China's paper recycling industry protects forests

(AP/chinadaily.com.cn)
Updated: 2007-07-13 15:09

BANGKOK, Thailand -- China's booming recycling industry is helping to slow the destruction of forests worldwide, providing a strong market for wastepaper that mostly comes from the United States and Europe, according to a study released Friday.

About 60 percent of the fiber used to manufacture paper and paper board products in China is derived from wastepaper, the report found. In the last decade, China's wastepaper imports increased by more than 500 percent - from 3.1 million metric tons in 1996 to 19.6 million metric tons in 2006 - with most of that growth occurring between 2002 and 2006.

The industry includes one of the country's richest people, Zhang Yin, the founder of the Nine Dragons Paper Co.

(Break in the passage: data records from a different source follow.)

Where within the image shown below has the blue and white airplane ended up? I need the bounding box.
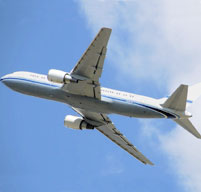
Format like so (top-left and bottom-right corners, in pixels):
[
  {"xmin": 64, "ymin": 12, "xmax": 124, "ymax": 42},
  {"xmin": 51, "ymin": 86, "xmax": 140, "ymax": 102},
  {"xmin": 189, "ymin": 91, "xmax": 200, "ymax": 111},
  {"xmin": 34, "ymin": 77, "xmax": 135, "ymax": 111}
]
[{"xmin": 0, "ymin": 28, "xmax": 201, "ymax": 165}]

Her fortune was made from turning recycled paper from America into packaging products.

"China is by far the world's biggest consumer of wastepaper and that's a good thing because in the last four years alone, China has prevented 65 million metric tons of wastepaper from heading to landfills in the US, Japan, and Europe," Brian Stafford, the lead author of the report and an industry consultant, said in a statement. "

Just last year, China's use of wastepaper instead of trees to make paper products probably saved 54 million metric tons of wood from being harvested for pulp."